Alan Thomson, the former Racing Editor at the Daily Record, puts up five to follow on Saturday at Sandown and Chester. View selections below
ONE of the big betting events of a spectacular sporting weekend is the Haye v Klitschko boneshaker, but racing serves up its own heavyweight championship in the Coral-Eclipse at Sandown. Opinions seem to be equally divided between globetrotting So You Think and home hero Workforce, and I’m in the camp of last year’s Derby/Arc superstar. Sir Michael Stoute may not be banging in regular winners but his horses seems in good enough health and Workforce has been pleasing work-watchers at HQ. So You Think lost his ‘invincible’ tag at Royal Ascot, having committed early in the straight only to be collared by Rewilding, and I wouldn’t be rushing to take odds-on. Workforce is the more appealing wager at around 15-8.
TRIPLE ASPECT (2.00) can repeat last year’s success in the Coral Charge. This Group 3 sprint represents a slight drop in class for William Haggas’ five-year-old and he didn’t enjoy the clearest passage behind Delegator at York before chasing home a useful sort in Bated Breath at Windsor. Johnny Murtagh will be producing him late as usual.

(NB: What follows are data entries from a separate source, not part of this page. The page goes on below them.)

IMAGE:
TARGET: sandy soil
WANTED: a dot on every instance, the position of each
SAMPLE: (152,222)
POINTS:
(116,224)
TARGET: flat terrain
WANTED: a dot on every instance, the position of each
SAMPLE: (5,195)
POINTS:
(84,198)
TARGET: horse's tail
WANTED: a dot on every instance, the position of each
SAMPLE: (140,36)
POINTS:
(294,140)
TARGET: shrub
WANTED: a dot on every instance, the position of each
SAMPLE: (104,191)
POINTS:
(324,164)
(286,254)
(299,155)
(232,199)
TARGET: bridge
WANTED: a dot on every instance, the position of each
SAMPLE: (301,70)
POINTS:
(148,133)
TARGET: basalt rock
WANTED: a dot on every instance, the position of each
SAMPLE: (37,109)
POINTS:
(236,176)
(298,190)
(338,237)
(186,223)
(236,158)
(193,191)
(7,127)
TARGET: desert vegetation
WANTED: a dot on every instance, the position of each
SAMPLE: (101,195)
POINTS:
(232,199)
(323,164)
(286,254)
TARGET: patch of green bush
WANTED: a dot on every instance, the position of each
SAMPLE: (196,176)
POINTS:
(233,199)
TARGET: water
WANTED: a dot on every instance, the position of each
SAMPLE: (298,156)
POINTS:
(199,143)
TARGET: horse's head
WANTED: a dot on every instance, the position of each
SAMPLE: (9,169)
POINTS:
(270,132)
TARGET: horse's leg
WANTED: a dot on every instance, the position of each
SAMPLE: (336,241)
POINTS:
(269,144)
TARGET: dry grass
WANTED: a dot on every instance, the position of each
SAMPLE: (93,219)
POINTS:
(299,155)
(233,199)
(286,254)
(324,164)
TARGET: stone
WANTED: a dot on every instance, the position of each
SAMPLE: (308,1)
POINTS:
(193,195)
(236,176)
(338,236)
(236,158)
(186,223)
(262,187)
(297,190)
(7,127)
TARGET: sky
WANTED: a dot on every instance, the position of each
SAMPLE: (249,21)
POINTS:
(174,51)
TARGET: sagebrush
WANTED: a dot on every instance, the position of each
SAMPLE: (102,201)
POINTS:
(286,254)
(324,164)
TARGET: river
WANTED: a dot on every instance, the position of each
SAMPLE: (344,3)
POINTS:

FLYING CROSS (3.40) is an interesting sort in the Coral Marathon. John Gosden won’t run the four-year-old if it is too firm, but Sandown are unlikely to stint on the watering on such a valuable day’s racing. Flying Cross finished third in last year’s Irish St Leger when in the O’Brien camp and this Listed event is a logical starting off point on his first run for Gosden.
The Bet365 Old Newton Cup at Haydock is one of the big betting middle-distance handicaps of the summer with 17 runners declared. Barry Hills’ SHARAAYEEN (3.25) got bogged down in the Royal Ascot mud but his earlier run when beaten on the nod by useful Times Up on quick ground must put him in the mix from a good draw in stall three.
SEELO (2.15) is worth an interest in the opening Bet365 Handicap. The top weight was most impressive at Pontefract, scoring by seven lengths on fast ground, so his subsequent effort at Kempton, when playing second fiddle to Ivan Vasilevich, has to be marked down as disappointing. Returned to turf here, Gosden’s three-year-old could well bounce back.
BUSSA (5.30) is another who resented soft ground when trailing home at Chester. However, he showed his liking for a sound surface when edging out Cunning Act at Salisbury and the runner-up came out to pip Mark Johnston’s rapidly-improving Stagecoach Danman at Goodwood.